I have separated them somewhat by region and that may be influenced by educational practices in the various countries. European ESL folk tend to be the most clear when using English, but I assume that is because most start learning English in school at a young age. Since all my languages are European or form the base of European languages, perhaps it is just easier for me to understand their use of English and to not notice so much the changes in grammar.

video games teacher How would these different kinds of English usages arise? Games with a social component certainly are a huge incentive for this. One needs to communicate, even if just a little, with one’s fellow players even in a game so simple as a Facebook app. English is the language of many of the main applications on the platform, so unless they use some translator, some basic form of English certainly helps though it isn’t hard to tell what is being said in a Facebook app since almost all of them follow the same basic formula. This formulaic simplicity likely helps with basic vocabulary acquisition.

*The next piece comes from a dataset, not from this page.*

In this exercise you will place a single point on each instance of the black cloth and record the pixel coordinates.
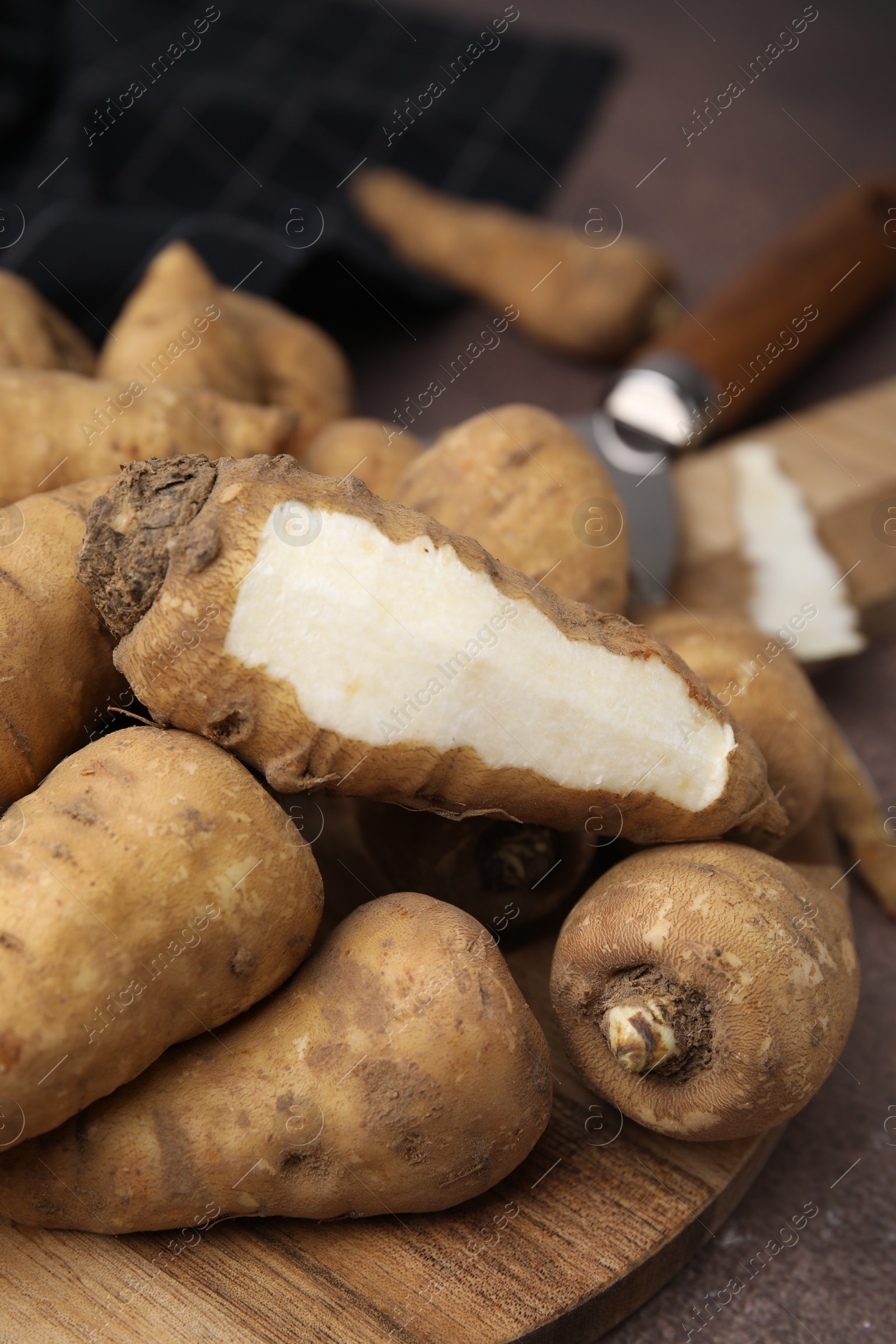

The big question I have though is why is it so much more prevalent on Facebook than in an MMO? I think one of the primary reasons is the state of textuality in the games themselves. MMOs are typically translated to the language of their target region, so an understanding of English is not required to play the game, but rather serves as a bridge to other players if necessary. North American servers occasionally encounter players who rarely speak English, for example, some French-speakers from Canada, but they are such a small segment of the population that it has no real effect outside of their immediate group.

In text-based games, the difference lies not so much in the difference of language in the text, but simply the aspect of textuality itself. I have little experience with contemporary text-based games, but I would imagine the impact of textuality would create a different kind of petri dish for language breeding. Depending on the language setting of the game, the population of the community (which is not so strictly monitored as in an MMO), and the level of interaction among players, the language permutations found here could be vastly different from those in other game settings. Even in these different conditions, English very often serves as a kind of administrative language, if you will. For example, one web-based game whose website is translated into 24 languages and whose forums have separate boards for separate languages, still shows the English segment of the forum to be the most-used and the site’s general information how-to-play section is also in English. Clearly, if one seeks to play a game like this to one’s full potential, knowing English in some way is going to be beneficial. Even if one’s client of the game is in one’s mother language, if the community one is playing with speaks primarily English, the player will naturally pick up phrases and words even with no English background. I am not sure if the manner of acquisition would be different depending on original mother language, but it would be a fascinating study.

Perhaps the most fascinating result is that I, as a native English speaker, have to learn a strange permutation of English in order to communicate to my Facebook app buddies. I do not need to be able to write this language – simply to read it superficially enough to understand it. What kind of literacy is that? AESL – Alternate English Sub-Literacy. I jest and am also quite serious.